On July 10, an automotive era finally came to an end, when the last VW Beetle was produced at Volkswagen Group’s Puebla, Mexico factory.

Perhaps oddly, the signage during the factory ceremony showed a timeline from 1997 to 2019 and referred to a lifespan of 21 years but remember, Volkswagen never officially used the Beetle name in Europe for the air-cooled original: it was simply ‘VW 1200’, ‘VW 1300’ or similar.

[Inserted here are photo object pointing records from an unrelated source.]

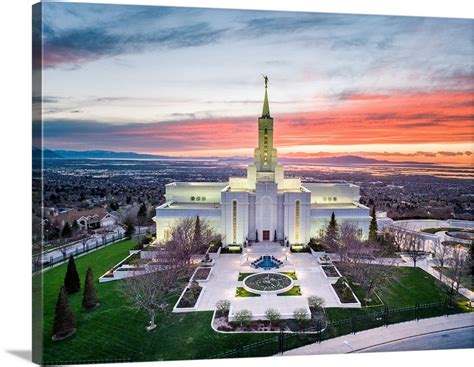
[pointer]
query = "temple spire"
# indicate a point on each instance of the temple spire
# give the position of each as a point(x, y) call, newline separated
point(266, 108)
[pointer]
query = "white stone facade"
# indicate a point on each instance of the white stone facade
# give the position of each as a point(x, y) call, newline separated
point(265, 204)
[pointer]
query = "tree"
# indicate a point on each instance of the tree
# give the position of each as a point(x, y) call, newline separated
point(459, 268)
point(129, 224)
point(222, 306)
point(72, 283)
point(331, 239)
point(363, 266)
point(272, 315)
point(301, 316)
point(64, 320)
point(373, 228)
point(316, 302)
point(150, 291)
point(66, 231)
point(187, 239)
point(441, 253)
point(243, 317)
point(142, 215)
point(75, 225)
point(89, 298)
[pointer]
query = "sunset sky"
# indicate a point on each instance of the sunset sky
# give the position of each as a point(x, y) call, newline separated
point(188, 82)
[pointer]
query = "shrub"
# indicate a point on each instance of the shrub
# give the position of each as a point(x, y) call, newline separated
point(301, 316)
point(89, 298)
point(72, 283)
point(243, 317)
point(223, 305)
point(316, 302)
point(272, 315)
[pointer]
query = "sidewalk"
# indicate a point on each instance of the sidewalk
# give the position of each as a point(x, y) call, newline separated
point(365, 339)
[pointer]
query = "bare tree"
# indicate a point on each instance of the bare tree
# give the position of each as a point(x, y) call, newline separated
point(407, 241)
point(460, 266)
point(189, 237)
point(441, 254)
point(365, 265)
point(150, 291)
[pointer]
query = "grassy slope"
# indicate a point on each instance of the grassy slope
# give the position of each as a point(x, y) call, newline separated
point(116, 331)
point(408, 286)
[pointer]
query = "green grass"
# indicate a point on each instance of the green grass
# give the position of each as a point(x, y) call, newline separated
point(116, 331)
point(466, 280)
point(407, 287)
point(295, 291)
point(242, 292)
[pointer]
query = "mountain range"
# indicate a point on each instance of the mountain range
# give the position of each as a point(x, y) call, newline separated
point(105, 154)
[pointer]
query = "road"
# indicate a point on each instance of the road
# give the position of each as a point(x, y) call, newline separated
point(448, 339)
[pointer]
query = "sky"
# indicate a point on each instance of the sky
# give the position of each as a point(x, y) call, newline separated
point(188, 82)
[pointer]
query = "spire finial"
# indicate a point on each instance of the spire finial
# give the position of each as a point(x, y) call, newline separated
point(266, 108)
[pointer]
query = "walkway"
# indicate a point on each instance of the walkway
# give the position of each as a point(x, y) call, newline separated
point(368, 339)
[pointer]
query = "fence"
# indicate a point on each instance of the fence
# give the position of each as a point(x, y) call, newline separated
point(284, 341)
point(41, 262)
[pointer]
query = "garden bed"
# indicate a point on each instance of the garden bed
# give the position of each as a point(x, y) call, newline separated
point(189, 297)
point(344, 292)
point(295, 291)
point(242, 292)
point(202, 274)
point(330, 271)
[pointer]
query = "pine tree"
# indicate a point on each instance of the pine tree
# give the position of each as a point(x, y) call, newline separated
point(197, 237)
point(89, 298)
point(373, 228)
point(72, 283)
point(66, 231)
point(331, 238)
point(64, 319)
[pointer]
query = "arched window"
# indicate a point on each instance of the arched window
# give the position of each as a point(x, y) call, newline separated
point(234, 221)
point(297, 221)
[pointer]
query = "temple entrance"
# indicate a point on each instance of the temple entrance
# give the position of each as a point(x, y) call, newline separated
point(266, 235)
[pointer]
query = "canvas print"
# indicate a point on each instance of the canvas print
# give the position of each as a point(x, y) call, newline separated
point(213, 183)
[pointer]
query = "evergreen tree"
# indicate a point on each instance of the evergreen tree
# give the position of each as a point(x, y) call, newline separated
point(197, 237)
point(64, 319)
point(66, 231)
point(89, 298)
point(373, 228)
point(331, 239)
point(72, 283)
point(141, 215)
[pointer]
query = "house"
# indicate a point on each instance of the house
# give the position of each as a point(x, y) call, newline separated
point(88, 219)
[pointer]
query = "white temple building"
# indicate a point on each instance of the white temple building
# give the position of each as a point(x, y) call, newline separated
point(265, 205)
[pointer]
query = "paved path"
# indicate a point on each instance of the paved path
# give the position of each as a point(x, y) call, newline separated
point(362, 341)
point(448, 339)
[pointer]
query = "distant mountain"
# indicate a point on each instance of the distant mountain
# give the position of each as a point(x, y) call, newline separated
point(36, 152)
point(105, 154)
point(344, 160)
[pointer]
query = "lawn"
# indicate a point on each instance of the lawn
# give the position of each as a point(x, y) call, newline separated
point(407, 287)
point(466, 280)
point(115, 331)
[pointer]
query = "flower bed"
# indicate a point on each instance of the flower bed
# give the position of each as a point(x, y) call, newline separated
point(189, 297)
point(343, 292)
point(268, 283)
point(330, 271)
point(202, 274)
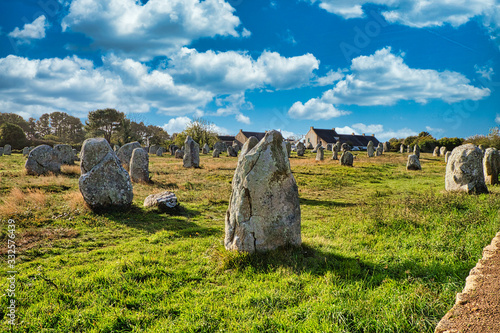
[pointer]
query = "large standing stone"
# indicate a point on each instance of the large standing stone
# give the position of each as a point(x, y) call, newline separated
point(191, 157)
point(413, 163)
point(139, 166)
point(491, 166)
point(416, 150)
point(370, 149)
point(301, 148)
point(206, 149)
point(104, 183)
point(464, 171)
point(320, 154)
point(264, 209)
point(125, 153)
point(42, 160)
point(164, 201)
point(65, 154)
point(7, 150)
point(346, 159)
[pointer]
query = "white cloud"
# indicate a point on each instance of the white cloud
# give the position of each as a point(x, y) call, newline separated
point(34, 30)
point(315, 109)
point(153, 29)
point(384, 79)
point(232, 72)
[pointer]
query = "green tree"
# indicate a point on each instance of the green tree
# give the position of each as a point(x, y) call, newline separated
point(104, 123)
point(13, 135)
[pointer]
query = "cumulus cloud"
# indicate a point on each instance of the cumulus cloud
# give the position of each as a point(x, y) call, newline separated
point(34, 30)
point(315, 109)
point(151, 29)
point(231, 72)
point(75, 85)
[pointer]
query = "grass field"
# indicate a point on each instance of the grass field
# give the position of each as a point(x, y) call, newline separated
point(384, 250)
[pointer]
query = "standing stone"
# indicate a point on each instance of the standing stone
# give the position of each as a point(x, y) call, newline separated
point(380, 149)
point(346, 159)
point(320, 155)
point(104, 183)
point(65, 154)
point(231, 152)
point(125, 153)
point(288, 148)
point(179, 153)
point(42, 160)
point(191, 157)
point(301, 148)
point(386, 147)
point(153, 149)
point(370, 150)
point(413, 163)
point(264, 208)
point(491, 166)
point(447, 156)
point(416, 151)
point(464, 171)
point(139, 166)
point(206, 149)
point(7, 150)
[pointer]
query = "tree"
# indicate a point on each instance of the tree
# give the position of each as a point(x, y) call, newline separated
point(13, 135)
point(104, 123)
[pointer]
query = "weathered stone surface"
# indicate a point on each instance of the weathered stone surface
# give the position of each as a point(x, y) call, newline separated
point(346, 159)
point(42, 160)
point(301, 148)
point(191, 157)
point(464, 171)
point(447, 156)
point(104, 183)
point(125, 153)
point(416, 151)
point(264, 209)
point(205, 149)
point(370, 149)
point(320, 154)
point(179, 153)
point(7, 150)
point(65, 154)
point(386, 147)
point(139, 166)
point(413, 163)
point(491, 166)
point(164, 201)
point(231, 152)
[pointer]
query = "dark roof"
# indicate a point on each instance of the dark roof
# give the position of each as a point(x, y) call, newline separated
point(330, 136)
point(258, 135)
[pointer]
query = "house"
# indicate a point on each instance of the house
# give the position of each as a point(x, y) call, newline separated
point(326, 136)
point(243, 136)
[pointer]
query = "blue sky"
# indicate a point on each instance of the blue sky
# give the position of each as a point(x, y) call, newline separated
point(392, 68)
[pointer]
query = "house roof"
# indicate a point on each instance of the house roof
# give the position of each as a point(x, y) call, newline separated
point(258, 135)
point(331, 136)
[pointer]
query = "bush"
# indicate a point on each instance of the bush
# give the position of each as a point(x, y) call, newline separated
point(13, 135)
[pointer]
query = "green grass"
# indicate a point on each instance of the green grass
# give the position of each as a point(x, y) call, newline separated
point(384, 250)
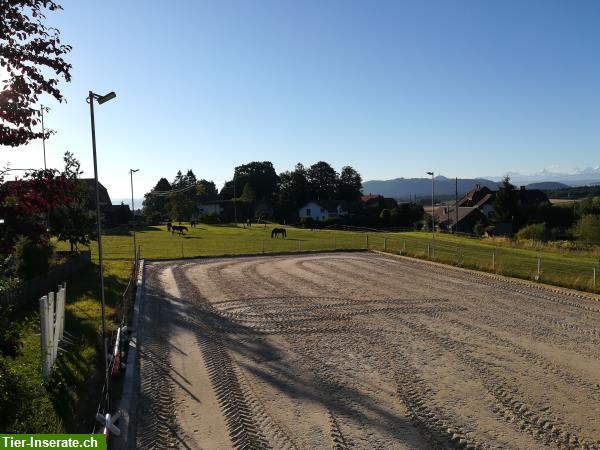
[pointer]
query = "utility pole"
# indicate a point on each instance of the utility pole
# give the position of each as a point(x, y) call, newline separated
point(456, 204)
point(43, 135)
point(234, 201)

Setting pedantry aside for a moment though, the original air-cooled Beetle is generally thought to have entered production in 1938 when the occupying British forces restarted production at the Wolfsburg plant, cars then being produced without interruption in Germany until 1978 when European production ceased, whereupon VW’s Mexican outpost was left to produce the car until the final Ultima Edicion arrived in 2003.

Meanwhile, the New Beetle had arrived in 1997 sitting on the Mk4 Golf platform and having started life as a Polo-based motor show teaser called ‘Concept One’. Aimed primarily at the US market, it made sense for production to take place in Mexico, although the car did prove popular in Europe. The New Beetle was itself replaced by the new-new Beetle, officially called simply Beetle, in 2011.

Based this time on the Mk5 Golf platform, the 2011 Beetle was a much better resolved effort than its slightly cheap-and-cheerful predecessor and represented a credible, quality alternative to the likes of BMW’s MINI but with VW rationalising its product lines in the wake of the Dieselgate scandal, it was first for the axe. Although sales in the US had actually increased in its final year, it was still selling in a year what the air-cooled original sold in just a week during its heyday.

Will we see the name return? VW hasn’t ruled it out, but you can bet if it does then there won’t be a diesel engine in sight.